As far back as 2009, we explained how a lawsuit against Yelp would be fruitless since they were only the provider (and not the publisher) which gives them immunity under the Communications Decency Act. Accordingly, the judge dismissed Dr. Wong's lawsuit against Yelp.
We again explained how anti-SLAPP protections give patients rights against being sued for leaving online reviews. Accordingly, the judge dismissed Dr. Wong's lawsuit against her own patients.
In the same post, we also touched on the Streisand-effect, where attempting to stifle free speech online can backfire horribly in the form of a whole lot of bad press. Try typing "dentist yvonne wong" into Google and you'll find Google Instant suggesting "dentist yvonne wong yelp" - which returns a page of search results about the doctor's lawsuit against her own patients.

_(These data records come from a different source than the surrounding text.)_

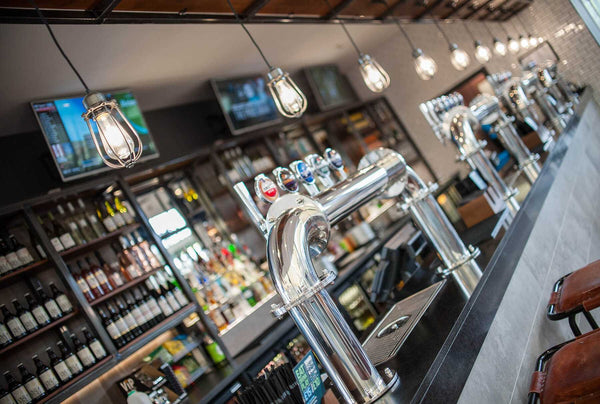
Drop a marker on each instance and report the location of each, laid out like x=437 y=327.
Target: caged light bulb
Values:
x=499 y=47
x=373 y=74
x=513 y=45
x=289 y=99
x=483 y=54
x=424 y=65
x=117 y=142
x=459 y=58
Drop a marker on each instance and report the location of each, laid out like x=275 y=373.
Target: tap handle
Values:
x=305 y=176
x=250 y=207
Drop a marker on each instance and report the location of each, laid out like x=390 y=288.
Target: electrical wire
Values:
x=45 y=21
x=239 y=20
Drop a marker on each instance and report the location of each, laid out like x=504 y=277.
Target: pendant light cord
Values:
x=345 y=29
x=45 y=21
x=412 y=45
x=239 y=20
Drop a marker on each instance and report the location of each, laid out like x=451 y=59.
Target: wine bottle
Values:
x=49 y=304
x=25 y=316
x=59 y=366
x=14 y=325
x=17 y=390
x=61 y=299
x=85 y=355
x=32 y=383
x=100 y=276
x=45 y=374
x=112 y=329
x=72 y=361
x=94 y=344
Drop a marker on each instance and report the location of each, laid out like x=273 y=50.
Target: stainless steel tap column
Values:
x=487 y=110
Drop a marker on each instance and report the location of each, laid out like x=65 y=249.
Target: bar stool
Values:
x=577 y=292
x=568 y=373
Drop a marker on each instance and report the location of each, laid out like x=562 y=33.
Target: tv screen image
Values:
x=69 y=138
x=246 y=103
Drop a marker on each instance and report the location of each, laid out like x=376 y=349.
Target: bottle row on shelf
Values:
x=60 y=369
x=41 y=310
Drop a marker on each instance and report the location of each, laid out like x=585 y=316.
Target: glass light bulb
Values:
x=425 y=66
x=373 y=74
x=459 y=58
x=499 y=47
x=483 y=54
x=116 y=140
x=289 y=99
x=513 y=45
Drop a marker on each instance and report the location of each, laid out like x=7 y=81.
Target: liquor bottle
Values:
x=105 y=218
x=120 y=323
x=14 y=325
x=99 y=275
x=66 y=239
x=45 y=374
x=6 y=397
x=71 y=225
x=39 y=312
x=49 y=304
x=92 y=219
x=132 y=325
x=94 y=344
x=84 y=227
x=91 y=280
x=115 y=278
x=22 y=252
x=17 y=390
x=32 y=383
x=83 y=286
x=25 y=316
x=85 y=355
x=71 y=360
x=61 y=298
x=111 y=328
x=137 y=313
x=59 y=366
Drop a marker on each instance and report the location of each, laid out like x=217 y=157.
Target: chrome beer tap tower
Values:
x=451 y=120
x=488 y=111
x=297 y=228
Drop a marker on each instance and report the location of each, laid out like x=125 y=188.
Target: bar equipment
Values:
x=451 y=120
x=487 y=110
x=297 y=228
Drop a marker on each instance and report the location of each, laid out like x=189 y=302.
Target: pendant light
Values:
x=499 y=46
x=374 y=76
x=116 y=141
x=458 y=57
x=289 y=99
x=483 y=54
x=425 y=66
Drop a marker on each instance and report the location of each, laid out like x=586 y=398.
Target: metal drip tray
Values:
x=385 y=340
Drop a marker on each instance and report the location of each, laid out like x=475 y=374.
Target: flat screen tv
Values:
x=69 y=139
x=330 y=87
x=246 y=103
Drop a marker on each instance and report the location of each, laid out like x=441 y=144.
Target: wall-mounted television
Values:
x=246 y=103
x=69 y=139
x=330 y=87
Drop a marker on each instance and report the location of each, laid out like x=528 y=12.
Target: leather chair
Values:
x=568 y=373
x=577 y=292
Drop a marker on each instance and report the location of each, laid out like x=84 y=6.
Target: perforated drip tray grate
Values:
x=385 y=340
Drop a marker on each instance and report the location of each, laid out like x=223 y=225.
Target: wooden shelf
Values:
x=11 y=276
x=94 y=244
x=124 y=287
x=38 y=332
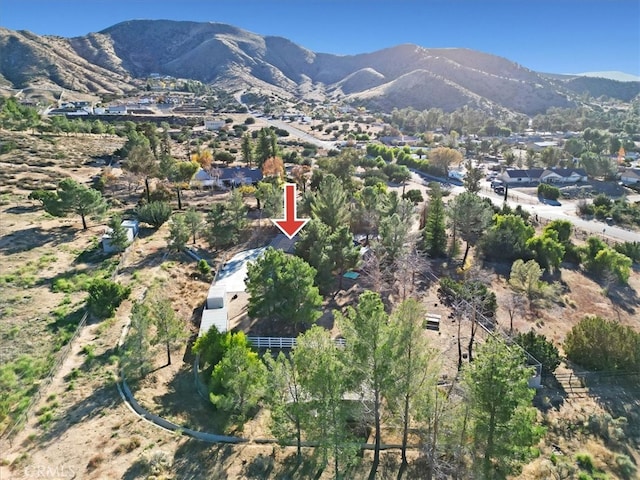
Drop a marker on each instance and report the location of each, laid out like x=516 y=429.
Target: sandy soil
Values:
x=94 y=434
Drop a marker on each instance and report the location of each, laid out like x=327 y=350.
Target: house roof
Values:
x=232 y=173
x=565 y=172
x=516 y=173
x=532 y=173
x=631 y=172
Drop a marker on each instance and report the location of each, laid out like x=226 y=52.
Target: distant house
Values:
x=226 y=177
x=117 y=110
x=132 y=227
x=399 y=140
x=564 y=175
x=236 y=176
x=537 y=146
x=213 y=124
x=630 y=176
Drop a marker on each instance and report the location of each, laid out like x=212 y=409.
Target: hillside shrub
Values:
x=599 y=344
x=414 y=196
x=154 y=213
x=542 y=350
x=629 y=249
x=451 y=290
x=105 y=296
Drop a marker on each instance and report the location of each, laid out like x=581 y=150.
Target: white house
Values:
x=132 y=227
x=117 y=110
x=515 y=176
x=227 y=177
x=213 y=124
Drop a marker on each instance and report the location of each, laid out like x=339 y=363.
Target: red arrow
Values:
x=290 y=225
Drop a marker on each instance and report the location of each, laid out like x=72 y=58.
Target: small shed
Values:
x=216 y=297
x=432 y=321
x=216 y=317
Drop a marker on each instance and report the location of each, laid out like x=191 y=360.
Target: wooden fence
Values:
x=282 y=342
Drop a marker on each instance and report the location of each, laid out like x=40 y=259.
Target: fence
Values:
x=282 y=342
x=488 y=327
x=17 y=424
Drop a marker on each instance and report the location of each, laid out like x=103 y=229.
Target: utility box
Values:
x=432 y=321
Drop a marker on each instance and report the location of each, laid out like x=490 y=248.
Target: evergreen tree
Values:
x=312 y=247
x=412 y=369
x=342 y=253
x=470 y=216
x=193 y=221
x=286 y=399
x=504 y=423
x=326 y=379
x=178 y=233
x=118 y=235
x=247 y=150
x=329 y=204
x=369 y=354
x=73 y=197
x=169 y=328
x=269 y=284
x=136 y=356
x=238 y=381
x=435 y=235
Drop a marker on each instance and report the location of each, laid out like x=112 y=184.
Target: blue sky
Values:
x=558 y=36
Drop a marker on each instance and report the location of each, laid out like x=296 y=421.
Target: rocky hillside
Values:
x=401 y=76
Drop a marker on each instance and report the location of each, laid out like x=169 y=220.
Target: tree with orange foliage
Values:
x=300 y=174
x=273 y=167
x=203 y=158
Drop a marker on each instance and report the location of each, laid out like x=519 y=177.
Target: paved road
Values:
x=565 y=211
x=304 y=136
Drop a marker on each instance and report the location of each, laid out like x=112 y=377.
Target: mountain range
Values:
x=117 y=58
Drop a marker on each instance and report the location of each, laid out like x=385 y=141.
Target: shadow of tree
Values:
x=194 y=459
x=182 y=403
x=99 y=402
x=18 y=209
x=310 y=466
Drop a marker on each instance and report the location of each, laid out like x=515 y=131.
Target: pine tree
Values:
x=435 y=235
x=329 y=204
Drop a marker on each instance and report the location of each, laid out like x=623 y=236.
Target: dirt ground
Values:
x=93 y=434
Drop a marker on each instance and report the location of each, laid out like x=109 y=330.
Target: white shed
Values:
x=216 y=298
x=214 y=318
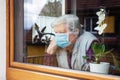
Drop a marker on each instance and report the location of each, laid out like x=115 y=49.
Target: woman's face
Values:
x=62 y=28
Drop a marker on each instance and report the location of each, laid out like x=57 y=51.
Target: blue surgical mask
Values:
x=62 y=39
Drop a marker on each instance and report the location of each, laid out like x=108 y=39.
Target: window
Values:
x=23 y=46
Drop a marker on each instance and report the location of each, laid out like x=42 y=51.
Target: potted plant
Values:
x=99 y=48
x=99 y=52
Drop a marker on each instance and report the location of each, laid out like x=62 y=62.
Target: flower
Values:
x=101 y=25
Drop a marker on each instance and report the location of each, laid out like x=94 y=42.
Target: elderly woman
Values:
x=71 y=42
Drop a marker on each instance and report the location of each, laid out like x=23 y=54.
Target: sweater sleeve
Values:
x=50 y=60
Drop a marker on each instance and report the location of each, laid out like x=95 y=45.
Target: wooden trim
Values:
x=28 y=69
x=18 y=74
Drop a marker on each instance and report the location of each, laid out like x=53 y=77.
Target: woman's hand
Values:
x=52 y=48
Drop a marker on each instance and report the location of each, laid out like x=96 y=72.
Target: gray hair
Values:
x=70 y=20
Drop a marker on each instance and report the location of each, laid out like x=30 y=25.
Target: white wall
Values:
x=2 y=39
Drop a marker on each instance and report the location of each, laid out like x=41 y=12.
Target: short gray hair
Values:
x=72 y=21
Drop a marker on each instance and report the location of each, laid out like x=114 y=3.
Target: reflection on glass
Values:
x=36 y=32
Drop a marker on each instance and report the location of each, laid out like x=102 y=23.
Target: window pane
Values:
x=34 y=33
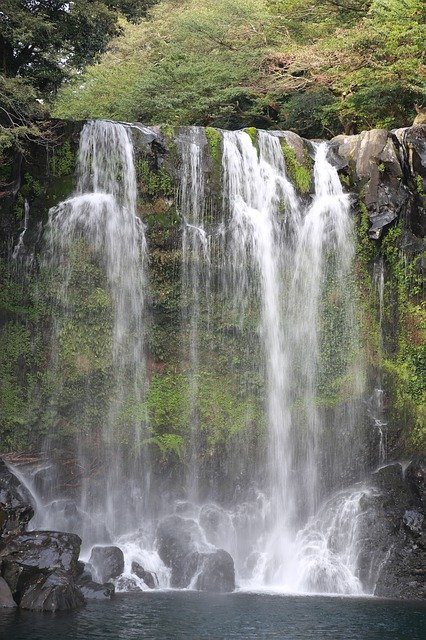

Well, it just got even worse for Dr. Wong. Last week the judge ruled that, because the lawsuits had no legal standing, Dr. Wong would have to cover the legal fees of the defendants named in her lawsuits. She was fortunate not to have to cover the entire $100,000+, as the judge passed along a discounted bill for a mere $80,714. That's right, in addition to having the lawsuits dismissed & her own legal fees, she now has to pay an additional $80,714.
Let's recap: Don't sue your patients!!!
Instead of getting litigious over an occasional negative review, get proactive with your positive reviews. With the time Dr. Wong spent on fruitless lawsuits, she could have amassed enough positive reviews from her happy patients to never have to worry about another negative review again.